Artifacts and Memory¶

This chapter covers two foundational pillars of AetherGraph’s runtime: Artifacts and Memory. Together, they form the provenance backbone — making every result, file, and intermediate step traceable, reproducible, and retrievable long after execution.

Mental model: Artifacts capture what was produced; Memory captures what happened (events, results, metrics) and why (context, summaries, links).

1. Why Artifacts & Memory Exist¶

Most Python workflows scatter outputs across temp folders and logs with no consistent linkage. AetherGraph fixes this by binding everything to the active run/graph/node and exposing consistent, high‑level APIs for saving and recalling state.

Concern	Manual management	With AetherGraph
Provenance	Files & logs scattered; hard to link	Every record stamped with `{run_id, graph_id, node_id}` + tool metadata
Reproducibility	Filenames drift; env unknown	Content‑addressed + typed records → deterministic recall
Discoverability	Grep and guess	Query by `kind`, `labels`, `metrics`, scope; ask “best by metric”
Durability	Ad‑hoc paths; stale temp dirs	CAS store + index; pins; export/replay
Collaboration	Tribal conventions	Shared schema (URIs/records) + searchable index

Takeaway: Use artifacts for durable assets; use memory for structured, queryable history. Both are scoped to your execution so you can reconstruct the story of a run.

2. Artifacts — Persistent Assets¶

Artifacts are immutable, content‑addressed assets (CAS) produced or consumed by agents/tools: files, directories, JSON payloads, or serialized objects.

Why Artifacts (vs. manual files)?¶

Content‑addressed: the URI reflects the content (CAS) — no silent overwrites, no need for manual naming.
Typed + labeled: add kind, labels, and metrics to organize results.
Indexed: query by scope/labels or rank by metric.
Provenance‑stamped: {run_id, graph_id, node_id, tool_name, tool_version} baked in.
Portable: to_local_path(uri) resolves for local or remote stores.

Architecture¶

memory_architecture

Core API¶

Method	Purpose
`save_file()`	Save an existing path and index it.

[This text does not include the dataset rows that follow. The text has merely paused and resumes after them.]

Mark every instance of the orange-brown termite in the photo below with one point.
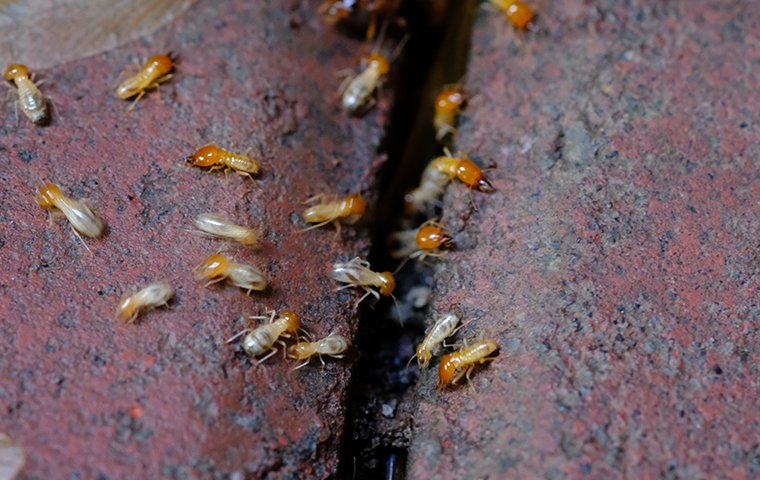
(79, 215)
(518, 13)
(153, 296)
(357, 273)
(216, 158)
(156, 71)
(262, 338)
(462, 362)
(447, 106)
(358, 96)
(432, 185)
(332, 345)
(426, 241)
(464, 170)
(439, 172)
(220, 227)
(30, 98)
(218, 267)
(348, 209)
(444, 327)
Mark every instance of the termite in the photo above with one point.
(464, 170)
(220, 227)
(218, 267)
(262, 338)
(348, 209)
(332, 345)
(358, 94)
(153, 296)
(156, 71)
(462, 362)
(12, 458)
(357, 273)
(427, 240)
(518, 13)
(447, 106)
(439, 172)
(444, 327)
(29, 96)
(216, 158)
(82, 219)
(432, 185)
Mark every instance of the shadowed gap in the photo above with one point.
(382, 396)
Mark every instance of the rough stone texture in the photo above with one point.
(88, 397)
(617, 262)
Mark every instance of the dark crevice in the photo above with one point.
(382, 398)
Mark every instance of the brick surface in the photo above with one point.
(617, 262)
(88, 397)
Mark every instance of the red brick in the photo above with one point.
(88, 397)
(617, 262)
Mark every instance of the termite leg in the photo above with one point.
(242, 332)
(139, 96)
(272, 351)
(81, 240)
(300, 366)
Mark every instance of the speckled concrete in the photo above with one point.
(88, 397)
(617, 262)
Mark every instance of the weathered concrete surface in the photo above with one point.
(88, 397)
(617, 263)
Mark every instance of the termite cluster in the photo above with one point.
(358, 94)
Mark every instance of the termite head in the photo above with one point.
(292, 320)
(163, 64)
(336, 10)
(430, 237)
(16, 70)
(379, 62)
(447, 369)
(389, 284)
(423, 355)
(215, 266)
(127, 309)
(451, 99)
(301, 350)
(472, 176)
(205, 156)
(355, 204)
(520, 15)
(47, 194)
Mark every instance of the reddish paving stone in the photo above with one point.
(617, 262)
(88, 397)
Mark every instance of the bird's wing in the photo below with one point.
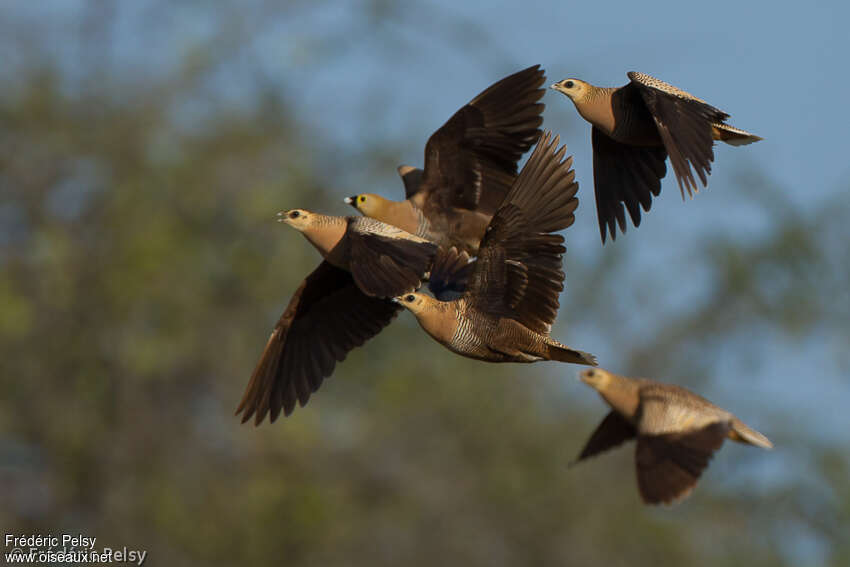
(684, 123)
(471, 161)
(624, 175)
(518, 273)
(387, 261)
(450, 273)
(669, 465)
(614, 430)
(326, 317)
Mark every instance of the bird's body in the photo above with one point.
(677, 432)
(635, 128)
(470, 164)
(340, 305)
(512, 298)
(476, 334)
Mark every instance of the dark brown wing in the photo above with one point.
(518, 273)
(624, 175)
(450, 274)
(669, 465)
(386, 261)
(614, 430)
(684, 123)
(471, 161)
(326, 317)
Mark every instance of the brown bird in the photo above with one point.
(470, 164)
(507, 312)
(340, 305)
(635, 128)
(677, 432)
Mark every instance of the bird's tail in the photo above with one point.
(563, 353)
(732, 135)
(743, 434)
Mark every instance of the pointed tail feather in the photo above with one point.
(743, 434)
(563, 353)
(731, 135)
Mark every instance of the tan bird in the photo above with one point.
(677, 432)
(470, 164)
(341, 305)
(635, 128)
(507, 312)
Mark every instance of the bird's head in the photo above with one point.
(575, 89)
(596, 378)
(299, 219)
(368, 204)
(415, 302)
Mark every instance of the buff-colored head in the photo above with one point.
(596, 378)
(369, 204)
(578, 91)
(299, 219)
(416, 303)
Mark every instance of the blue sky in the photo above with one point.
(780, 70)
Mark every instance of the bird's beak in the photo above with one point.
(586, 376)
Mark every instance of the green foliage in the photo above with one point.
(141, 272)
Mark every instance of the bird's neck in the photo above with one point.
(401, 214)
(622, 395)
(596, 109)
(325, 232)
(439, 320)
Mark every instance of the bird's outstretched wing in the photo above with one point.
(326, 318)
(624, 175)
(471, 161)
(387, 261)
(685, 125)
(614, 430)
(669, 465)
(518, 273)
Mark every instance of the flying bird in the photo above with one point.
(635, 128)
(677, 432)
(341, 304)
(511, 301)
(470, 164)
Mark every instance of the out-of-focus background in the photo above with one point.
(145, 148)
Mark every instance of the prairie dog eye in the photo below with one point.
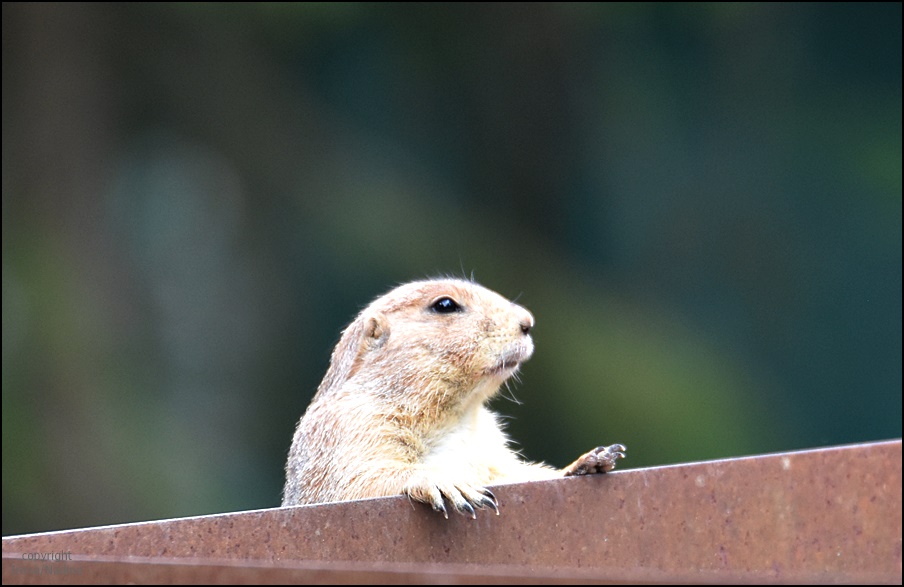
(445, 305)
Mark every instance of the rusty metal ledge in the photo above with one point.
(828, 515)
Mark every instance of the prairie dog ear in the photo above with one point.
(376, 331)
(367, 333)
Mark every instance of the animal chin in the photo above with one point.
(508, 363)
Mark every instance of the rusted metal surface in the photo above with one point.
(828, 515)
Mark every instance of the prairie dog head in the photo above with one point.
(447, 336)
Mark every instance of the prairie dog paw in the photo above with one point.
(464, 497)
(602, 459)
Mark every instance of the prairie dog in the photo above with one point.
(401, 409)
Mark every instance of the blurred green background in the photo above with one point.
(701, 205)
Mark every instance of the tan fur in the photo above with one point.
(401, 408)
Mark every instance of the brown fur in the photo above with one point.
(401, 408)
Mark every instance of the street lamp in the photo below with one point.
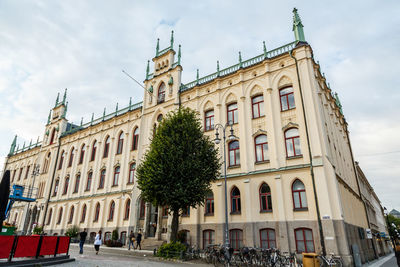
(217, 140)
(388, 225)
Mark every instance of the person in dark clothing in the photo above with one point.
(83, 236)
(131, 240)
(138, 240)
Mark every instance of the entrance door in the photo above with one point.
(152, 226)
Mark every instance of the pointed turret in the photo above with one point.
(13, 145)
(298, 27)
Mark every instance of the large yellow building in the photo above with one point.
(291, 175)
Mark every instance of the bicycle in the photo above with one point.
(330, 260)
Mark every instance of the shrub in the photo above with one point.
(72, 231)
(171, 250)
(114, 236)
(37, 230)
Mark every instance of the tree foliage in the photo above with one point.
(179, 166)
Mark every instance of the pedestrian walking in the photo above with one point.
(131, 240)
(138, 240)
(97, 242)
(83, 236)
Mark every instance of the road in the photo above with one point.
(110, 259)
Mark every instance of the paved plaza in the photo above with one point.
(114, 258)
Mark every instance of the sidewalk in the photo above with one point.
(122, 250)
(379, 262)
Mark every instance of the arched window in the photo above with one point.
(56, 187)
(142, 211)
(132, 168)
(96, 212)
(120, 144)
(127, 209)
(261, 148)
(49, 217)
(287, 98)
(161, 93)
(209, 120)
(233, 113)
(102, 178)
(292, 140)
(53, 133)
(89, 181)
(106, 147)
(135, 139)
(265, 198)
(71, 214)
(235, 200)
(59, 215)
(267, 238)
(234, 153)
(236, 238)
(71, 157)
(82, 155)
(77, 180)
(111, 212)
(83, 215)
(208, 238)
(116, 175)
(61, 160)
(66, 184)
(299, 195)
(94, 147)
(304, 240)
(209, 207)
(257, 106)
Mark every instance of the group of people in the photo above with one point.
(98, 241)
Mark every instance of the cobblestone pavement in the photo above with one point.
(110, 259)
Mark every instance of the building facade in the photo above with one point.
(291, 182)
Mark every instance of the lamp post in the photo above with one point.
(217, 140)
(389, 226)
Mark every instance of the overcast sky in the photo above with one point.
(46, 46)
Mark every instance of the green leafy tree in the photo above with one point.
(179, 166)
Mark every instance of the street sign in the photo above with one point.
(369, 233)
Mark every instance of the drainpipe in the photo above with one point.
(51, 185)
(359, 191)
(321, 233)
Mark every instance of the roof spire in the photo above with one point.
(148, 69)
(48, 119)
(265, 50)
(58, 97)
(172, 39)
(298, 27)
(13, 144)
(158, 46)
(179, 55)
(65, 95)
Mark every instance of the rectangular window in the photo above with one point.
(209, 120)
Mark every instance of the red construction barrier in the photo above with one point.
(6, 242)
(49, 244)
(26, 246)
(63, 244)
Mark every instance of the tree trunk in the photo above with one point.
(174, 226)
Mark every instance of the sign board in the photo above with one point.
(369, 233)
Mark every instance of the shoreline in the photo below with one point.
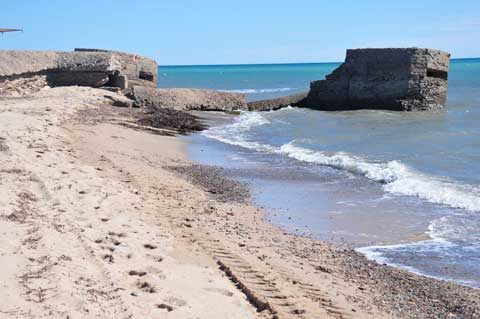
(364, 250)
(251, 268)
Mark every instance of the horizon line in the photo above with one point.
(279, 63)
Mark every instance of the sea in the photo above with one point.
(401, 188)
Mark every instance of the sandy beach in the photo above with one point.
(103, 218)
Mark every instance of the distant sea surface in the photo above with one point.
(402, 188)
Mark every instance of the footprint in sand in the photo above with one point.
(150, 246)
(146, 287)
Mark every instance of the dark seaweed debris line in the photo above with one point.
(213, 180)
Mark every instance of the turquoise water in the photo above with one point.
(260, 81)
(403, 188)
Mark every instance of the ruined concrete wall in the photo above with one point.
(394, 79)
(277, 103)
(84, 67)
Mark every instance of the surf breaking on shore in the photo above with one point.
(396, 177)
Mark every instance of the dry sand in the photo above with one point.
(92, 225)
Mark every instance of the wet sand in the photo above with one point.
(93, 212)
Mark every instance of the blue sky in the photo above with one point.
(260, 31)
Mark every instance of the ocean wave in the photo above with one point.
(396, 177)
(256, 91)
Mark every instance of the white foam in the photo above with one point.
(398, 178)
(256, 91)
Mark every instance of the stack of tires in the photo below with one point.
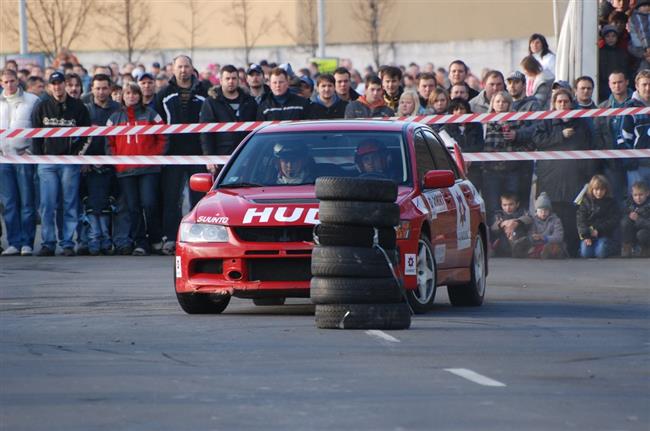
(353, 283)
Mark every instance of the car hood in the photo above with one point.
(266, 206)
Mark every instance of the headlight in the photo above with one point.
(199, 232)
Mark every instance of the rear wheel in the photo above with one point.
(269, 301)
(421, 299)
(202, 303)
(471, 294)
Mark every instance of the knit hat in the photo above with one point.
(543, 201)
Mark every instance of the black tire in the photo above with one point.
(350, 262)
(269, 301)
(354, 290)
(363, 316)
(356, 189)
(202, 303)
(379, 214)
(421, 299)
(472, 294)
(354, 236)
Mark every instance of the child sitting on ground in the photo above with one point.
(597, 219)
(510, 228)
(546, 233)
(636, 222)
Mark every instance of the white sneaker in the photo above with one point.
(11, 251)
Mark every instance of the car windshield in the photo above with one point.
(270, 159)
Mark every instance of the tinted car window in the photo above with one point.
(423, 157)
(332, 153)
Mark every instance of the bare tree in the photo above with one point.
(194, 24)
(54, 25)
(129, 21)
(241, 17)
(372, 15)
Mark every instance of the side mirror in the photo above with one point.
(201, 182)
(439, 179)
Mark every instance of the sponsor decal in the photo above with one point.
(410, 264)
(179, 272)
(440, 252)
(462, 218)
(281, 214)
(212, 220)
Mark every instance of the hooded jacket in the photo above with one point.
(16, 112)
(51, 113)
(174, 109)
(135, 145)
(218, 109)
(286, 107)
(360, 108)
(599, 214)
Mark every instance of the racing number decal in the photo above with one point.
(178, 267)
(462, 218)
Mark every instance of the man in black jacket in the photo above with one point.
(327, 104)
(227, 103)
(179, 103)
(281, 104)
(59, 110)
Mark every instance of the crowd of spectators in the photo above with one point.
(131, 209)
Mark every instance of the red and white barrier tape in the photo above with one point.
(220, 160)
(247, 126)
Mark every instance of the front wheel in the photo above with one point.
(471, 294)
(421, 298)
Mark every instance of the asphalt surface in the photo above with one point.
(101, 344)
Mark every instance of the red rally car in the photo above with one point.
(251, 236)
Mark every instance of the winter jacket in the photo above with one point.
(51, 113)
(495, 142)
(561, 179)
(218, 109)
(550, 229)
(599, 214)
(361, 109)
(521, 215)
(98, 117)
(16, 112)
(320, 111)
(635, 131)
(135, 145)
(287, 107)
(480, 104)
(469, 136)
(174, 109)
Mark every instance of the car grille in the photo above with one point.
(275, 234)
(279, 269)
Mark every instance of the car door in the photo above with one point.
(442, 210)
(460, 195)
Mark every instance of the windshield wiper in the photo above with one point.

Returns an artifact with `uri`.
`save_text()`	Store small text payloads.
`save_json()`	Store a JSON payload.
`writer()`	Context manager to stream‑write binary content; atomically indexes on close.
`list()` / `search()` / `best()`	Query and rank artifacts by descriptors or metrics.
`pin()`	Mark as retained (skip cleanup policies).

context.artifacts() API link

Examples¶

Save a file

@graph_fn(name="produce_artifact", outputs=["report_uri"])
async def produce_artifact(*, context):
    art = await context.artifacts().save_file(
        path="/tmp/report.pdf", kind="report", labels={"exp": "A"}
    )
    return {"report_uri": art.uri}

Search a past artfiact

@graph_fn(name="search_reports", outputs=["top_uri"])
async def search_reports(*, context):
    results = await context.artifacts().search(
        kind="report", labels={"exp": "A"}
    )
    return {"top_uri": results[0].uri if results else None}

3. Memory — Structured Event & Result Log¶

Memory is a unified façade for recording, persisting, and querying events during an agent’s lifetime: raw logs, typed results, metrics, and their relationships with artifacts.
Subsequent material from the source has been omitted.